Thursday, April 16, 2015

SQL Performance Basics: Part 6, Code Relationally... or Avoid the Flat-File Mentality

Another pervasive problem permeating the DB2 development community -- and indeed for most relational DBMSes -- is the “flat file” development mentality. What I mean by this is, when a programmer tries to access data in a relational database the same way that he would access data from a flat file. 

DB2 is ‘relational’ in nature and, as such, operates on data a set-at-a-time, instead of the record-at-a-time processing used against flat files. In order to do justice to DB2, you need to change the way you think about accessing data.

To accomplish this, all users of DB2 need at least an overview education of relational database theory and a moderate to extensive amount of training in SQL. Without such a commitment your programmers are sure to develop ugly and inefficient database access code – and who can blame them? Programmers are used to working with files so they are just doing what comes naturally to them.

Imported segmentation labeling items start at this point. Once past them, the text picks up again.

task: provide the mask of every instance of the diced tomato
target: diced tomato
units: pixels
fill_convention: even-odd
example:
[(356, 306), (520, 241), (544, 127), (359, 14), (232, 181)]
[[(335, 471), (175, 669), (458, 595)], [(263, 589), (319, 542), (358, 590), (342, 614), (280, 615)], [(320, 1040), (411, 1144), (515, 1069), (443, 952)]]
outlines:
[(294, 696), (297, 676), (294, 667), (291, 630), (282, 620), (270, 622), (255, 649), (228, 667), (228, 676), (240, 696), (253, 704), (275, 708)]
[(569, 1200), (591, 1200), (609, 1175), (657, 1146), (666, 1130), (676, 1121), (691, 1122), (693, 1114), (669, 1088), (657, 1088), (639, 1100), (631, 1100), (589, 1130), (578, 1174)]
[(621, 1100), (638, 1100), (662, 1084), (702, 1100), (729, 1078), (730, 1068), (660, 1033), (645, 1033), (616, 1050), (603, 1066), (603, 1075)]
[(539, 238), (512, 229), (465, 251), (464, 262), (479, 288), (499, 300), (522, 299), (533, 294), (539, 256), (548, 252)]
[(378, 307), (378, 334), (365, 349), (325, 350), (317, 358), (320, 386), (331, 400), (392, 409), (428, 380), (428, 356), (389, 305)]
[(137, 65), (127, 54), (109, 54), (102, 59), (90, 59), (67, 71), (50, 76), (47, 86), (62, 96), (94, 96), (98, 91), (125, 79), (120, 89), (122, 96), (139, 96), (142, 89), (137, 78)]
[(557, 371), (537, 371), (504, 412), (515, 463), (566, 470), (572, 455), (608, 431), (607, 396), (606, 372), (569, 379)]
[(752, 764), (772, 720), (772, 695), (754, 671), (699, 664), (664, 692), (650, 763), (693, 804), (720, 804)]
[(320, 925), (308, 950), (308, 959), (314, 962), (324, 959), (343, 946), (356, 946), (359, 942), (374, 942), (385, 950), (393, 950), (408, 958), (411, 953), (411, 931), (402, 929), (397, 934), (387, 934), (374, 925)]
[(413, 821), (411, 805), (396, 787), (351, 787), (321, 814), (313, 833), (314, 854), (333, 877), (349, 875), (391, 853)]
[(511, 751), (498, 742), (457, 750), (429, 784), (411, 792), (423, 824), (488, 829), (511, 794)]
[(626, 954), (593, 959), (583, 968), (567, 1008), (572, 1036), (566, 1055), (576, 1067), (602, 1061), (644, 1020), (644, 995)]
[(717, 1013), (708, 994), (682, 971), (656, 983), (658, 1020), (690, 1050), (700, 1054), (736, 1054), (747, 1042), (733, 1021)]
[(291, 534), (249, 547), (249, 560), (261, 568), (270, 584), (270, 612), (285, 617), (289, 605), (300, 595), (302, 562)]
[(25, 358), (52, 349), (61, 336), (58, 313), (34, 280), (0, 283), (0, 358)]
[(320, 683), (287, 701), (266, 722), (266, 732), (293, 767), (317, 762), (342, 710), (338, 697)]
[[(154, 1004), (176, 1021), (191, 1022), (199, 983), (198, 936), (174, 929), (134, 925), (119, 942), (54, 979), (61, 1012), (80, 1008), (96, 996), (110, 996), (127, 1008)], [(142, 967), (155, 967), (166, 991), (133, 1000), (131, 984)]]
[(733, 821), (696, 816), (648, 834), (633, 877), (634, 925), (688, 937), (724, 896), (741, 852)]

SQL is designed so that programmers specify what data is needed but they cannot specify how to retrieve it. SQL is coded without embedded data-navigational instructions. The DBMS analyzes SQL and formulates data-navigational instructions "behind the scenes.” This is foreign to the programmer who has never accessed data using SQL.

Every SQL manipulation statement operates on a table and results in another table. All operations native to SQL, therefore, are performed at a set level. One retrieval statement can return multiple rows; one modification statement can modify multiple rows. This feature of relational databases is called relational closure.

When accessing data, a programmer needs to think about what the end result should be and then code everything possible into the SQL. This means using the native features of SQL – joins and subselects and functions, etc. – instead of coding procedural host language code (whether in COBOL, C, Java or whatever) that, for example, opens up a cursor, fetches a row, and then uses a fetched value to open up another cursor. This is processing DB2 like a set of flat files... better to join the data!

Educating programmers how to use SQL properly -- at a high level -- is probably the single most important thing you can do to optimize performance of your DB2 applications.